Pravda And Communist Daily


Kambwili’s statement is reminiscent of the days of Pravda in the former Soviet Republic, now Russia and some of its neighbouring countries after the country’s break up in 1989/90, and China’s Communist Daily, both of which served as propaganda outlets over which were superintended by a censor literary cutting out stories that were not favourable to government and the leaders.
Zambia is currently a liberalized economy with guaranteed freedom of expression. Government, by bullying private newspapers by threatening to cut off advertising from which they derive revenue is infringing on not only freedom of expression but freedom of the press too and it is outright dictatorship.
What Kambwili wants to do is sneak in the ‘les majeste’ law which exists in kingdoms or monarchs where people are arrested if they speak ill of the king, the queen or royalty in general. Lungu is an elected head of state and not a monarch for whom people should not express an opinion. Even Zimbabwe, a country which is one police long baton short of a dictatorship, scrapped the criminal defamation law.
Without punishing the Post with stopping government from advertising in the paper, the truth surrounding President Lungu’s illness will evolve and whoever—that includes State House—will have told lies in the process will be exposed and their credibility will suffer.
In a democracy like Zambia, the only crime pertaining to the presidency really should be plotting to unconstitutionally removing an elected head of state and not the funny cases of bringing a head of state’s name into hatred, ridicule and contempt.

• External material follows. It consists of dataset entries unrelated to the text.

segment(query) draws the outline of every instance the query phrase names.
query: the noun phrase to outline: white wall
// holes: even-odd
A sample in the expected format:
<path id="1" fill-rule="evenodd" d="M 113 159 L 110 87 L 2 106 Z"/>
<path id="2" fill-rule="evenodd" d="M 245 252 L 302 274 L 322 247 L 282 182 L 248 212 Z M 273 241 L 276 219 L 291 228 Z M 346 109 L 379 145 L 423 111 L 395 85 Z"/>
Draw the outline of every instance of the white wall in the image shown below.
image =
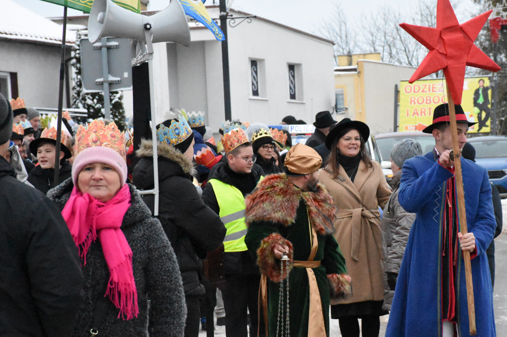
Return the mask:
<path id="1" fill-rule="evenodd" d="M 17 73 L 19 97 L 27 106 L 58 107 L 61 50 L 59 46 L 0 40 L 0 71 Z"/>

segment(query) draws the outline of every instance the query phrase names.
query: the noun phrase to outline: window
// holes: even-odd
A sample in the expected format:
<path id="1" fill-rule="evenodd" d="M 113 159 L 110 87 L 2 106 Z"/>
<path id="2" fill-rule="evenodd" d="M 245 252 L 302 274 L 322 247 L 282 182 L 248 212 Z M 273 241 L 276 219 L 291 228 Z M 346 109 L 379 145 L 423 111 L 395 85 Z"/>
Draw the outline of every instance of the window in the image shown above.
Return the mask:
<path id="1" fill-rule="evenodd" d="M 11 97 L 10 79 L 11 76 L 8 72 L 0 71 L 0 93 L 8 101 Z"/>
<path id="2" fill-rule="evenodd" d="M 335 110 L 337 113 L 345 112 L 345 98 L 343 89 L 335 89 Z"/>
<path id="3" fill-rule="evenodd" d="M 257 60 L 250 60 L 250 70 L 251 73 L 252 96 L 259 97 L 259 65 Z"/>
<path id="4" fill-rule="evenodd" d="M 290 101 L 303 101 L 303 74 L 301 65 L 287 64 L 288 72 L 288 99 Z"/>
<path id="5" fill-rule="evenodd" d="M 250 98 L 266 99 L 266 66 L 264 60 L 249 59 L 250 63 Z"/>

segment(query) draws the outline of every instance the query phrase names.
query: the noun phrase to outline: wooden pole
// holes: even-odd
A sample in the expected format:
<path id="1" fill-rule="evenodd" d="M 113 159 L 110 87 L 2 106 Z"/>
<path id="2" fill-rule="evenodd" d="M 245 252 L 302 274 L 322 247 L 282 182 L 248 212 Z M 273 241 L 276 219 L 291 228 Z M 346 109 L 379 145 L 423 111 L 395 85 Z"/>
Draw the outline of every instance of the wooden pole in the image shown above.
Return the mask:
<path id="1" fill-rule="evenodd" d="M 468 233 L 466 227 L 466 212 L 465 209 L 465 196 L 463 190 L 463 176 L 461 175 L 461 153 L 458 142 L 458 128 L 456 122 L 456 110 L 452 97 L 447 88 L 447 97 L 449 100 L 449 115 L 451 121 L 451 131 L 452 136 L 452 149 L 454 155 L 454 177 L 456 178 L 456 198 L 458 201 L 458 209 L 459 219 L 458 229 L 461 234 Z M 458 248 L 459 249 L 459 248 Z M 474 286 L 472 284 L 472 270 L 470 264 L 470 252 L 462 250 L 463 259 L 465 264 L 465 278 L 466 281 L 466 299 L 468 305 L 468 328 L 470 334 L 477 333 L 475 324 L 475 302 L 474 300 Z"/>

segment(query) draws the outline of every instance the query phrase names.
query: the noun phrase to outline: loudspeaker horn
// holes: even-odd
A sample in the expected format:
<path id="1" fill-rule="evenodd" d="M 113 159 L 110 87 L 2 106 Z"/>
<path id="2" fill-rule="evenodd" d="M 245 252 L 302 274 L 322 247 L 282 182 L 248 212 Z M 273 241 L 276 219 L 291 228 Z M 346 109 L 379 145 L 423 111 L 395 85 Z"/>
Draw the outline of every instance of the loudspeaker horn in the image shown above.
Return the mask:
<path id="1" fill-rule="evenodd" d="M 88 19 L 88 39 L 95 43 L 101 37 L 127 37 L 143 41 L 144 24 L 150 23 L 152 42 L 177 42 L 190 45 L 190 29 L 178 0 L 152 16 L 122 8 L 112 0 L 95 0 Z"/>

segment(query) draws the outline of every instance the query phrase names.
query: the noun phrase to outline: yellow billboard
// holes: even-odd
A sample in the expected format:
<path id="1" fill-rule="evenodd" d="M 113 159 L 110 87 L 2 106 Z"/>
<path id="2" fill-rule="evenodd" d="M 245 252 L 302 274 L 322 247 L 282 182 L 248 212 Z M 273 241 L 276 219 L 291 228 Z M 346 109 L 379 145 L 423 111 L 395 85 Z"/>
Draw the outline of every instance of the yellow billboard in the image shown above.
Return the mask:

Heads of state of even more powerful countries are ridiculed all the time and, in the case of America, all people claim is the first amendment.

 

The First Amendment


The First Amendment to the United States Constitution prohibits the making of any law respecting an establishment of religion, impeding the free exercise of religion, abridging the freedom of speech, infringing on the freedom of the press, interfering with the right to peaceably assemble or prohibiting the petitioning for a governmental redress of grievances. It was adopted on December 15, 1791, as one of the ten amendments that constitute the Bill of Rights.
Suppression of background information about our leaders is what has skewed our understanding of the country’s history because only the positive side of their backgrounds is brought out. We need to learn to trace our leaders as far back as the records and live accounts can permit. As such, there is no need to scare the Post into silence!

2 comments:

Anonymous said...

Well articulted-exactly my take!

Anonymous said...

In regards to the Post article, the minister was not annoyed because it said Mr. Lungu drinks, but because it indicated that Mr. Lungu's ailment was as a result of alcohol; in my view this information you have omitted could have assisted a reader in assessing whether there were grounds for the Minster to express concern with the article in the Post Newspaper; from your example of the UK and the drinking Prime Minister, if the British Prime Minister fails sick, would it be ethical to write in a British Newspaper that the Prime Minister ailment is caused by beer drinking when his doctors have stated otherwise, of course the handlers of the British Prime Minster would wish to put the record straight just as the Minister of Information in Zambia had done; what would be bad for media freedom would be to close the newspaper for such an issue; unethical reporting needs to be challenged whether that in Africa or elsewhere.